13. ACCEPTANCE OF GOODS:
The customer shall be deemed to have accepted the goods or services as being in strict accordance with the specific requirements of the customer unless within seven (7) days from the receipt of the goods or services he shall notify the Company that such goods or services are not in accordance therewith.

14. RETENTION AND RECOVERY:
The Company shall have the right to retain any goods in the possession of itself or its agents and a particular lien over such goods in order to secure the payment of any monies due to it in respect of those goods from the customer or from the owner or the consignee thereof. If the customer takes delivery of any goods supplied to it by the Company before making full payment of the price, the Company shall be entitled to repossess the goods immediately upon the customer committing any act of insolvency or other act which would entitle the Company to determine the Contract under Clause 12 above. For the purpose of repossession, the Company’s agents may enter upon any premises where the goods are situated.
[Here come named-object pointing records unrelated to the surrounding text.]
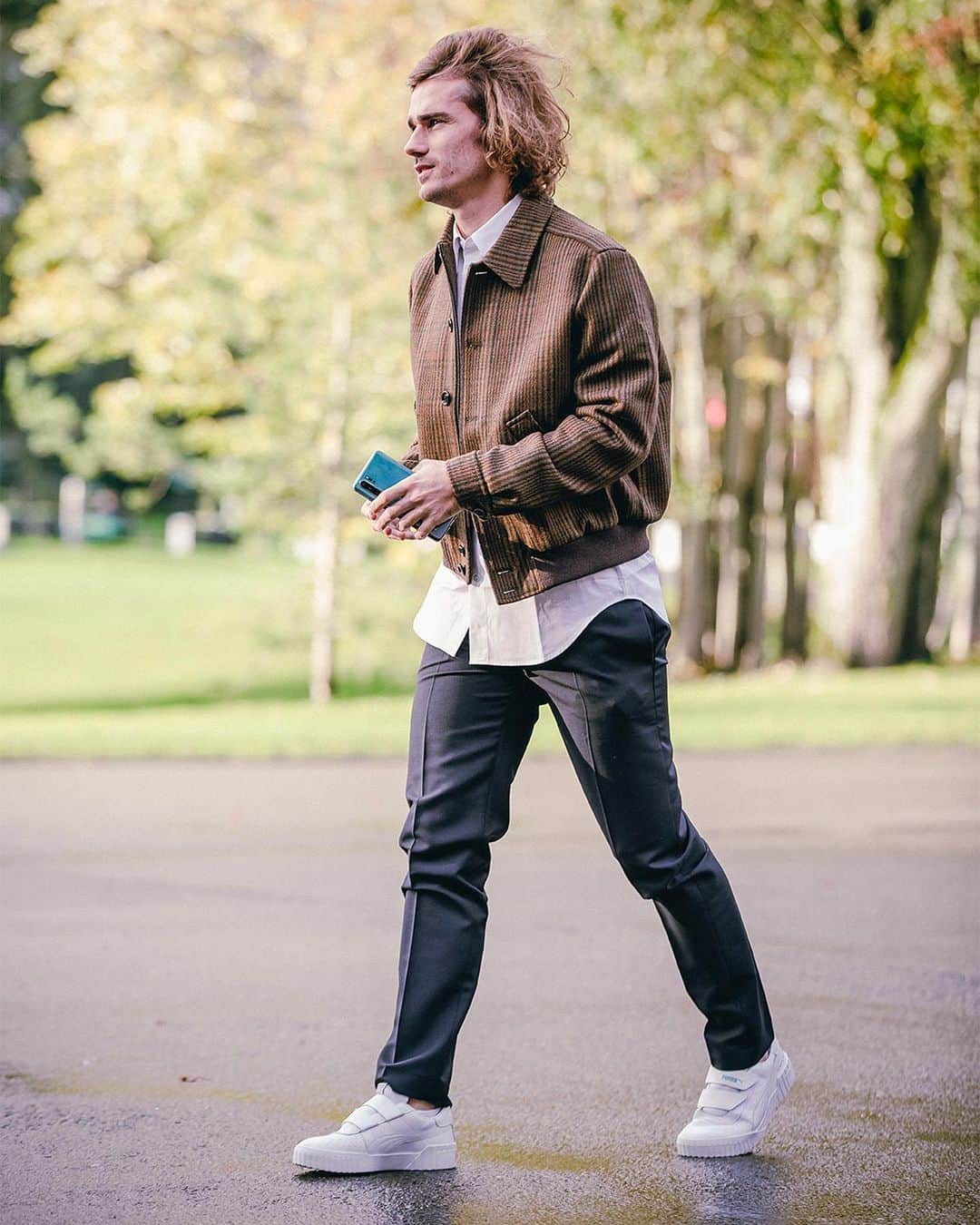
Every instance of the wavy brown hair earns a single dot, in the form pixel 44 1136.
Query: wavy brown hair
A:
pixel 524 126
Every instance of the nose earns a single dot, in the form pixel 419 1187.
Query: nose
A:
pixel 416 144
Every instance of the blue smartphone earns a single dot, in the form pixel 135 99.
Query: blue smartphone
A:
pixel 378 473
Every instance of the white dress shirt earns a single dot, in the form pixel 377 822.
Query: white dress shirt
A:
pixel 541 626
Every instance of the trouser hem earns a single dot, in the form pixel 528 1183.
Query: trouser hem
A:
pixel 416 1087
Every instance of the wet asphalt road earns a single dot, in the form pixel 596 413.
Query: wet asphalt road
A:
pixel 199 963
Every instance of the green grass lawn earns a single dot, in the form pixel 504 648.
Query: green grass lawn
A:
pixel 124 652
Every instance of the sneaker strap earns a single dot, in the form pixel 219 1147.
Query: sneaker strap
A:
pixel 723 1091
pixel 374 1112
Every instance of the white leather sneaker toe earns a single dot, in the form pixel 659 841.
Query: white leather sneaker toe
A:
pixel 735 1108
pixel 385 1133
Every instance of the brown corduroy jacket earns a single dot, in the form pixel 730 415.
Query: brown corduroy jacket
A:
pixel 550 402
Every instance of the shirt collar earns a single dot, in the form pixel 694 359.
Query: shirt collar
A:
pixel 483 239
pixel 511 255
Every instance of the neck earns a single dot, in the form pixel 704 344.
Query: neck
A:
pixel 473 213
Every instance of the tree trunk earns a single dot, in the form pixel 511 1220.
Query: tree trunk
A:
pixel 730 553
pixel 331 455
pixel 892 454
pixel 958 603
pixel 695 469
pixel 798 493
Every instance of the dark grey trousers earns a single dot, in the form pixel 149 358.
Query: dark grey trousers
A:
pixel 471 724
If any monies due to the Company as aforesaid are not paid within twenty one (21) days after repossession or as the case may be after notice has been given to the customer, the owner or the consignee from whom such monies are due, that the goods are being retained, the goods may be sold at the absolute discretion of the Company and the proceeds of sale thereof shall be applied in or towards the satisfaction of such indebtedness the expenses of the sale and the payment of reasonable charges for the care and custody of the goods for the period after the rights of retention, lien or repossession were exercised

15. ARBITRATION:
In the event of a disagreement or dispute arising between the Company and the customer, either of them, by notice in writing to the other, require the disagreement or dispute to be referred to the decision of any agreed Arbitrator cannot be agreed by both parties within fourteen (14) days of the date when such notice is delivered by an Arbitrator appointed by the President for the time being of the Institute of Mechanical Engineers. In giving his decision, the Arbitrator will not be acting as expert, his decision will be accepted by both parties as final and his costs and expenses shall be borne at the Arbitrator’s absolute discretion by the customer or Company or both of them as he sees fit.

16. LAW:
These Conditions in this Contract shall be subject to and construed in accordance with the Laws of England.

17. DRAWINGS:
All drawings and designs provided by The Company during quotations and prior to order placement to the Buyer are the property of Bioenergy Technology Ltd (BTL) and are supplied in confidence. In the event that such designs are given or shown to third parties, then the Buyer will be invoiced for Engineering Design at the appropriate rate. All specifications, drawings and particulars of weights and dimensions supplied by The Company are approximate and for general descriptive purposes only. The property of such documents however remains in The Company and should not be reproduced in whole or in part without The Company’s prior written consent.

18. ORDER CONFIRMATION:
In the event that an order is cancelled, the buyer shall be responsible for all direct costs incurred by The Company plus an administration fee comprising 20% of the order value. If the goods are already delivered the buyer will be responsible for ensuring that the goods are returned in the condition despatched and also for any costs or charges incurred in returning the goods to The Company’s premises.

19. VARAITIONS:
No variations of the conditions shall be affective unless made in writing and signed by an authorised representative of The Company.

20. WARRANTY:
Our materials are under warranty for 12 months from commissioning or 18 months from delivery, whichever is the shorter period. Labour charges are not included in warranty.